Dopo il diploma all’istituto Jean Monnet di Mariano Comense, Benedetta Busnelli ha conseguito la laurea triennale di Mediazione linguistica all’università dell’Insubria. Dopo la laurea di primo livello, ha scelto d’iscriversi alla Magistrale proprio all’università di Wuhan.
Dalla Cina è tornato frettolosamente Gabriele Gatti, giovane di Seregno classe 1995 che si trovava fino a pochi giorni fa a Pechino nell’ambito di un progetto di scambio universitario che lo ha portato a studiare alla Renmin University della capitale.
In questi giorni le compagnie aeree hanno spinto molti studenti ad anticipare i voli di ritorno e anche molti ragazzi stranieri che stanno frequentando università cinesi, trovandosi ora in un periodo di vacanza (lì la sospensione delle lezioni dura dalla prima settimana di gennaio a metà febbraio) sono stati incentivati a non tornare. Pechino non si trova nella ormai famosa provincia di Wuhan (più a sud), ma vi sono stati registrati finora qualche decina di casi e l’allerta è comunque molto alta. «I casi registrati in città sono stati riscontrati in un’area che dista circa 20 km dal mio campus universitario, quindi piuttosto lontano dalla mia zona» dice Gabriele Gatti.
«I controlli sono stati intensificati, in realtà, solo nelle ultime settimane, forse perché le autorità hanno sottovalutato inizialmente il problema. Prima avevo sentito parlare in modo un po’ vago di una polmonite nella provincia di Wuhan, ma non era percepita in modo così allarmante», dice lo studente seregnese. I controlli a tappeto sulla popolazione, come l’utilizzo di rilevatori di temperatura corporea, si sono iniziati a vedere per le strade intorno al 24 gennaio
«Mi sarebbe piaciuto vedere il museo Nazionale, e il Capodanno Cinese ma le festività sono sospese, e luoghi generalmente molto frequentati come le catene McDonald’s e Starbucks sono chiusi.
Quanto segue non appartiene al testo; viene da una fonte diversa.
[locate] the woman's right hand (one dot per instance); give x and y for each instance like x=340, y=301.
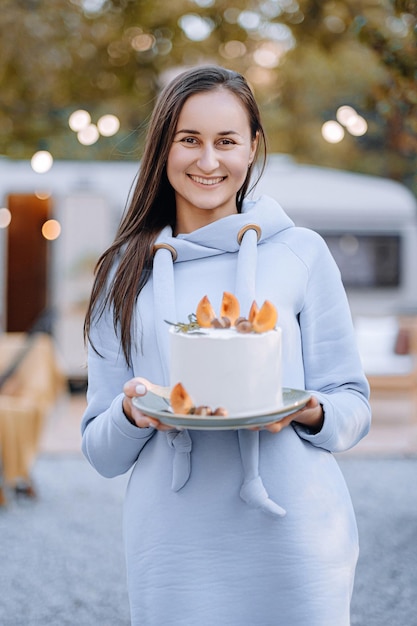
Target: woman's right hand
x=132, y=389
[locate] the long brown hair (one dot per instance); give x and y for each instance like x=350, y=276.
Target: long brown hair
x=152, y=206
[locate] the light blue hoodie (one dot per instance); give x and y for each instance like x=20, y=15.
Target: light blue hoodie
x=204, y=543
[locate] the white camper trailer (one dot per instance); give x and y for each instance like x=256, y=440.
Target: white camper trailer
x=370, y=224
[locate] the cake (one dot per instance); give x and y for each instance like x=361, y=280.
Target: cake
x=229, y=363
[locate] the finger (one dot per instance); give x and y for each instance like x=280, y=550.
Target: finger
x=134, y=387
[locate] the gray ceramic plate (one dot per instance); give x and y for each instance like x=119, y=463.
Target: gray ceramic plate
x=156, y=406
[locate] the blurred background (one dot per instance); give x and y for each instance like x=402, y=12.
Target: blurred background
x=336, y=82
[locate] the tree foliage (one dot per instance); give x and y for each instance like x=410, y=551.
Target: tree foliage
x=303, y=58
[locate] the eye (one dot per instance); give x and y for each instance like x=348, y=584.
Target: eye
x=226, y=142
x=189, y=140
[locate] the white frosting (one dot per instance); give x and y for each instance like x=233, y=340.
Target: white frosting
x=240, y=372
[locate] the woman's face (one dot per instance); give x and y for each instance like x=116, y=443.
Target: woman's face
x=209, y=158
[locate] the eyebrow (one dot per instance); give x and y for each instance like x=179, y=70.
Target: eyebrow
x=196, y=132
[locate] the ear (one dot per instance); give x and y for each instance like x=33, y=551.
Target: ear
x=254, y=147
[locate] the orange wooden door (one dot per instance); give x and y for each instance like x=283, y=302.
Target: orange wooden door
x=27, y=261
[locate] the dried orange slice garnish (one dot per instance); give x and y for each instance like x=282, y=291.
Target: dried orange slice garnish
x=230, y=307
x=180, y=400
x=266, y=318
x=253, y=311
x=205, y=313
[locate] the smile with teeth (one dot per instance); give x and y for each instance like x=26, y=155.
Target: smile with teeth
x=207, y=181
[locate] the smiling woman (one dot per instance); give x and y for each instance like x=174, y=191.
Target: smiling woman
x=209, y=158
x=206, y=541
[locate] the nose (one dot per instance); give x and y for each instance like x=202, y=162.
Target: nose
x=207, y=160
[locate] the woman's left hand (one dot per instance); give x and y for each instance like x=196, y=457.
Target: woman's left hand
x=311, y=416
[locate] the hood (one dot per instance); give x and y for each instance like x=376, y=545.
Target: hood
x=222, y=236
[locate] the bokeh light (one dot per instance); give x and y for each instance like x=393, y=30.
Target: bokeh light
x=332, y=131
x=51, y=230
x=358, y=127
x=79, y=119
x=346, y=115
x=41, y=161
x=108, y=125
x=88, y=135
x=195, y=27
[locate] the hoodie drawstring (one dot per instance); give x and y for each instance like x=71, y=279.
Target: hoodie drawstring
x=252, y=491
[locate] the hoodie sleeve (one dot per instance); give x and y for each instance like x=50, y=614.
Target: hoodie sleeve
x=333, y=369
x=109, y=441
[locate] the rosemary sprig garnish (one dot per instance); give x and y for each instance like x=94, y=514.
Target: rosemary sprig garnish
x=191, y=327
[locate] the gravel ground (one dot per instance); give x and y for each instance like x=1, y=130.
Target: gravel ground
x=62, y=555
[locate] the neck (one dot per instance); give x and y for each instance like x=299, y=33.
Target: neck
x=187, y=222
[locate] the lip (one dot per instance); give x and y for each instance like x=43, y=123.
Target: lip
x=206, y=182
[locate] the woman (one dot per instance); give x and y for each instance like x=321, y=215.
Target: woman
x=199, y=550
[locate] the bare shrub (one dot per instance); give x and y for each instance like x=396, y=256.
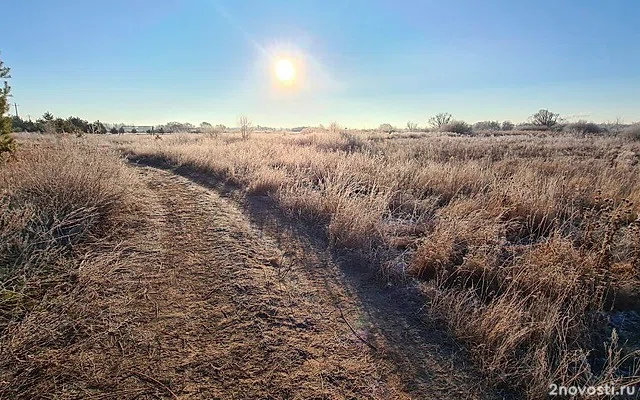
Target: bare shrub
x=440, y=119
x=631, y=132
x=334, y=127
x=507, y=126
x=545, y=118
x=487, y=126
x=386, y=128
x=54, y=198
x=245, y=126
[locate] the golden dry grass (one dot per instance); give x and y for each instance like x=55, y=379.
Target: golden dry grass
x=529, y=240
x=55, y=199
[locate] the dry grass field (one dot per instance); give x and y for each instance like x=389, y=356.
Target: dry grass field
x=526, y=247
x=529, y=243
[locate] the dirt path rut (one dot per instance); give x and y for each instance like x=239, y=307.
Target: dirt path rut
x=203, y=304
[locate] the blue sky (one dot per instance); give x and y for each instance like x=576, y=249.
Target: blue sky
x=361, y=63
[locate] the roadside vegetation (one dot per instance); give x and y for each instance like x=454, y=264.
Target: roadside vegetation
x=527, y=244
x=59, y=202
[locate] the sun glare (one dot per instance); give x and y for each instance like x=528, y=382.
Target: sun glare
x=285, y=71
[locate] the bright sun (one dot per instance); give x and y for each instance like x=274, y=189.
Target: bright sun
x=285, y=71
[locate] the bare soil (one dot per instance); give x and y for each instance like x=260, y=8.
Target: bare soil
x=223, y=298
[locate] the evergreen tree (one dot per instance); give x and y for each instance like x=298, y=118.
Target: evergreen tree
x=7, y=143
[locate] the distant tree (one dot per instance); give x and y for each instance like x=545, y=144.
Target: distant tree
x=507, y=126
x=545, y=118
x=486, y=126
x=439, y=120
x=20, y=125
x=7, y=143
x=386, y=128
x=97, y=128
x=246, y=127
x=459, y=127
x=584, y=128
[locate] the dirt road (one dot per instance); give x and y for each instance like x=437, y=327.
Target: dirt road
x=210, y=301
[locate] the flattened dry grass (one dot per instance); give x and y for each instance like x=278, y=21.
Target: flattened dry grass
x=528, y=240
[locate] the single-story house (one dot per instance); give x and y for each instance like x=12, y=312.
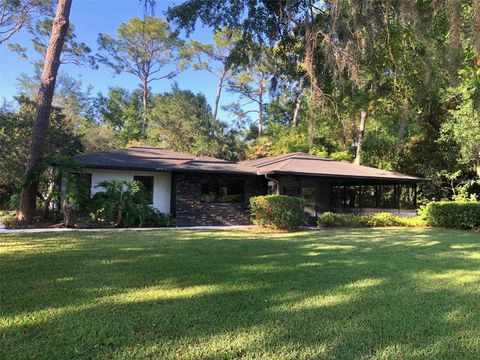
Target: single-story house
x=210, y=191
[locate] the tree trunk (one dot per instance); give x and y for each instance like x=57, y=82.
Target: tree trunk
x=260, y=112
x=145, y=108
x=42, y=111
x=219, y=93
x=296, y=111
x=361, y=133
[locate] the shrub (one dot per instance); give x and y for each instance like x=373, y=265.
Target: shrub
x=453, y=214
x=124, y=203
x=278, y=211
x=383, y=220
x=10, y=220
x=329, y=219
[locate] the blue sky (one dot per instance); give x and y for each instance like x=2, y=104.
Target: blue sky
x=90, y=18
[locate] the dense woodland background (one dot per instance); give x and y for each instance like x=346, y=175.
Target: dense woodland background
x=385, y=83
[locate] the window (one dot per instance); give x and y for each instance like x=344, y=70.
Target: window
x=222, y=190
x=147, y=182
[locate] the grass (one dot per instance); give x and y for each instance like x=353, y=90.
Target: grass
x=350, y=294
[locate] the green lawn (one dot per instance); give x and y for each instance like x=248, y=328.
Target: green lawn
x=382, y=294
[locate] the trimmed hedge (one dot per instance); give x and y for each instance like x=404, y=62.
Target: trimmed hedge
x=453, y=214
x=329, y=219
x=278, y=211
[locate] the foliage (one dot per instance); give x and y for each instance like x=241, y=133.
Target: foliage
x=73, y=52
x=16, y=14
x=147, y=49
x=330, y=219
x=121, y=111
x=10, y=220
x=278, y=211
x=125, y=204
x=464, y=125
x=15, y=132
x=453, y=214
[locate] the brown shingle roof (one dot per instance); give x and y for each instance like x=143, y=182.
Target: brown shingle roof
x=300, y=163
x=150, y=158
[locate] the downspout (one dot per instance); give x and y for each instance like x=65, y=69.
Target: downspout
x=275, y=181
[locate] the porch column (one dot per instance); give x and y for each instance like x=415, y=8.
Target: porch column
x=338, y=195
x=360, y=196
x=415, y=196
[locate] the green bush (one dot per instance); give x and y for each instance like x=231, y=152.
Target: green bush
x=125, y=204
x=329, y=219
x=10, y=221
x=278, y=211
x=453, y=214
x=383, y=220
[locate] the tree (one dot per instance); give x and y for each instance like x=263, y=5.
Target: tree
x=464, y=124
x=15, y=132
x=73, y=52
x=15, y=14
x=144, y=48
x=181, y=121
x=252, y=83
x=121, y=110
x=43, y=109
x=207, y=55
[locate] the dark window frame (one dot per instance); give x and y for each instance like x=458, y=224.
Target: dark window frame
x=148, y=187
x=222, y=190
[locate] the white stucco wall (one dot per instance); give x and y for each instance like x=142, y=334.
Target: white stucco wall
x=161, y=184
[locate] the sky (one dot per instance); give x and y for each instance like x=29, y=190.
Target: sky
x=91, y=17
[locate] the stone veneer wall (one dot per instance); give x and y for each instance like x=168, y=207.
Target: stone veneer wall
x=191, y=212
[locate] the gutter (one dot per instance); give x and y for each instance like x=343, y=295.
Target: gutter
x=272, y=179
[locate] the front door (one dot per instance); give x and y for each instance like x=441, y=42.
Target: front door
x=309, y=195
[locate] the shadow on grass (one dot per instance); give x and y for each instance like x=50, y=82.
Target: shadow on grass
x=329, y=294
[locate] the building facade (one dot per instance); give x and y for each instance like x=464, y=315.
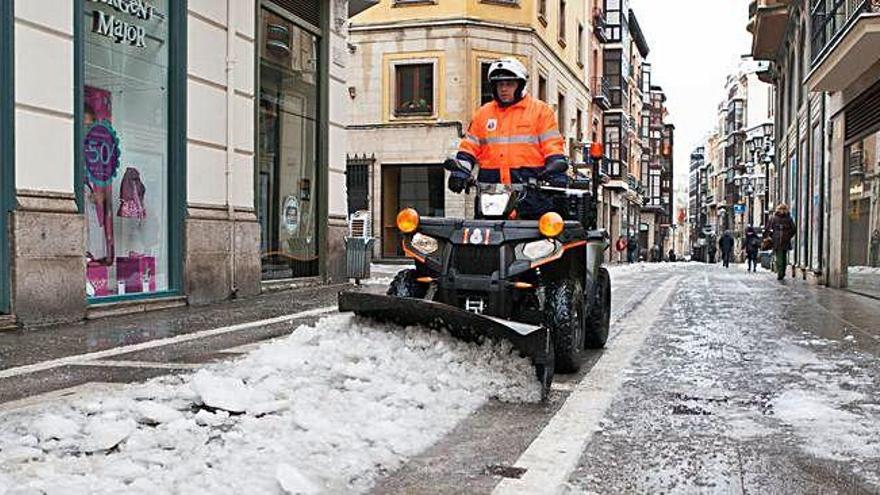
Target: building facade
x=134, y=150
x=419, y=72
x=729, y=173
x=825, y=66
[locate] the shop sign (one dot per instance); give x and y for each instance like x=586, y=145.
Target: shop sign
x=121, y=31
x=102, y=153
x=290, y=211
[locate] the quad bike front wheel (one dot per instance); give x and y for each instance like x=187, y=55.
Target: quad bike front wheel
x=599, y=316
x=564, y=315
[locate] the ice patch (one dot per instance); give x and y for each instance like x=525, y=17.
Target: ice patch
x=829, y=431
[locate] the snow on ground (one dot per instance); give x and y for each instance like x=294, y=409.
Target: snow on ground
x=328, y=409
x=736, y=387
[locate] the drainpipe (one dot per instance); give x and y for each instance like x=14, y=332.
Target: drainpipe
x=230, y=136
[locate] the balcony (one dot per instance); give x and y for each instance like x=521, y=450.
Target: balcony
x=845, y=32
x=768, y=23
x=601, y=93
x=600, y=25
x=617, y=172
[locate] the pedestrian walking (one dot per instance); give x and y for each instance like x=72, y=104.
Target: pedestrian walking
x=632, y=249
x=711, y=249
x=752, y=246
x=780, y=230
x=725, y=244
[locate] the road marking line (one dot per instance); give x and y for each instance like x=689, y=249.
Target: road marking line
x=92, y=388
x=78, y=359
x=143, y=364
x=555, y=453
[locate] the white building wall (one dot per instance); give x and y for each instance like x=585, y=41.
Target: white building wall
x=338, y=111
x=44, y=109
x=207, y=106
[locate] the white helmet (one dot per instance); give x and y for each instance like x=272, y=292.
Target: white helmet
x=508, y=69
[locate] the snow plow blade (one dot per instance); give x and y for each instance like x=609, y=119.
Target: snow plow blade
x=530, y=340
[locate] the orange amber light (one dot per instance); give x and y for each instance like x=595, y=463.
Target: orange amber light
x=551, y=224
x=408, y=220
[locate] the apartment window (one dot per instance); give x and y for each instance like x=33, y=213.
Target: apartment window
x=485, y=87
x=414, y=89
x=542, y=88
x=562, y=22
x=560, y=112
x=580, y=44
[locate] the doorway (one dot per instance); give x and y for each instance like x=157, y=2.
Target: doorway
x=409, y=186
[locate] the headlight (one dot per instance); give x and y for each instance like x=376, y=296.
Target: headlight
x=494, y=204
x=551, y=224
x=539, y=249
x=424, y=244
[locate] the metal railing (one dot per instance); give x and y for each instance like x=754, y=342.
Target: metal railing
x=601, y=89
x=830, y=19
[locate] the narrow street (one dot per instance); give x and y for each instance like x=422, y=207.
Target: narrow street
x=713, y=380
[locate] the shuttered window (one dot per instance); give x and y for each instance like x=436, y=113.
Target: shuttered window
x=863, y=114
x=307, y=10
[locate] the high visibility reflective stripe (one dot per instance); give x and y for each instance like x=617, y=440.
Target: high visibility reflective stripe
x=549, y=135
x=522, y=139
x=489, y=166
x=472, y=138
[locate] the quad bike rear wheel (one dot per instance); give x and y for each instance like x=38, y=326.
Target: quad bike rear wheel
x=564, y=315
x=599, y=317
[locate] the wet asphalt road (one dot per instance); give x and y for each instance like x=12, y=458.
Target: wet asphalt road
x=695, y=413
x=708, y=404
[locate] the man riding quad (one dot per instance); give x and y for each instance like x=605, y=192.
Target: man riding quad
x=513, y=138
x=528, y=268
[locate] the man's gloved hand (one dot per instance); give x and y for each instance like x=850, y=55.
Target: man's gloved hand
x=457, y=181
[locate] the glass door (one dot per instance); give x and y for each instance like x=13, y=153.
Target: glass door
x=287, y=206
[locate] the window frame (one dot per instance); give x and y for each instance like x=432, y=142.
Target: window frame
x=561, y=28
x=7, y=142
x=176, y=141
x=395, y=114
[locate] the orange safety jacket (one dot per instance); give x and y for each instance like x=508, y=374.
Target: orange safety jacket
x=521, y=136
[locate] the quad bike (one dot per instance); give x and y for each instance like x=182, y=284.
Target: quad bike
x=538, y=284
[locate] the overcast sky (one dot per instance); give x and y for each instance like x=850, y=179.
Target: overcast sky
x=694, y=45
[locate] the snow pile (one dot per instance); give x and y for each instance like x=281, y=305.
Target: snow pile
x=328, y=409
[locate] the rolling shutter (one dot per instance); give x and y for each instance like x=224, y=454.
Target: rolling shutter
x=863, y=114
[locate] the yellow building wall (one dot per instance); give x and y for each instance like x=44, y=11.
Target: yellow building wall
x=524, y=15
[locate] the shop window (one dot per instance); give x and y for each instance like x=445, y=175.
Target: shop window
x=287, y=156
x=562, y=22
x=862, y=215
x=125, y=123
x=485, y=87
x=414, y=89
x=580, y=45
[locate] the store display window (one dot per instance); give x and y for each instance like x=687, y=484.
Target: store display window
x=125, y=158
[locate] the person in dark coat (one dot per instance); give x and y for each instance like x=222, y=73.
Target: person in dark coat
x=781, y=230
x=751, y=247
x=632, y=249
x=711, y=248
x=725, y=244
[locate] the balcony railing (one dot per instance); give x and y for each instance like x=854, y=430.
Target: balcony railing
x=602, y=92
x=831, y=18
x=599, y=25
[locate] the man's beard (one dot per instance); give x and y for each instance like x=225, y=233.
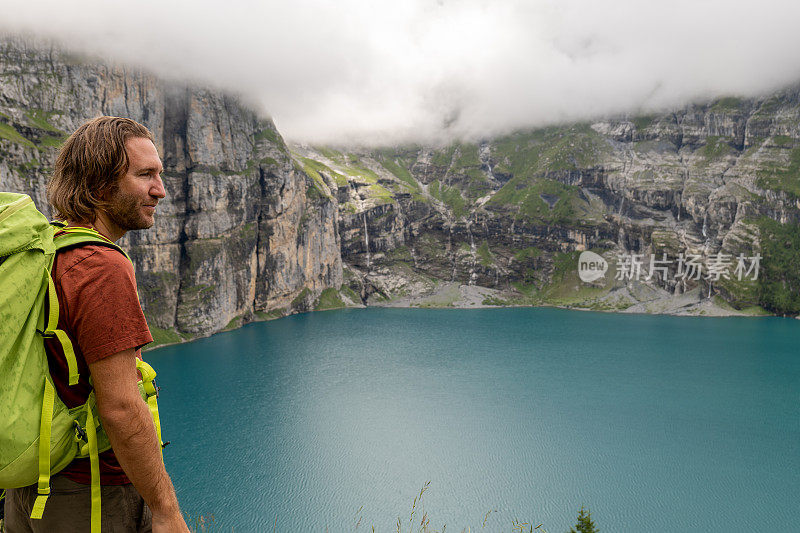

Inoltre, nonostante siano luoghi aperti, gli ultimi giorni non mi recavo nelle piazze principali come Tienanmen, per il rischio portato dall’affollamento».
C’è stato un momento in cui Gabriele ha temuto che anche Pechino potesse finire bloccata come altre città: «Per fortuna non è successo, anche se è difficile avere informazioni accurate e questo può spaventare. Per fortuna esistono dei gruppi su WeChat di altri studenti, italiani e non, dove ci si può confrontare». WeChat è l’app di messaggistica e pagamento controllata dal governo, di fatto obbligatoria nel Paese. «Spero che l’emergenza rientri al più presto», conclude il brianzolo.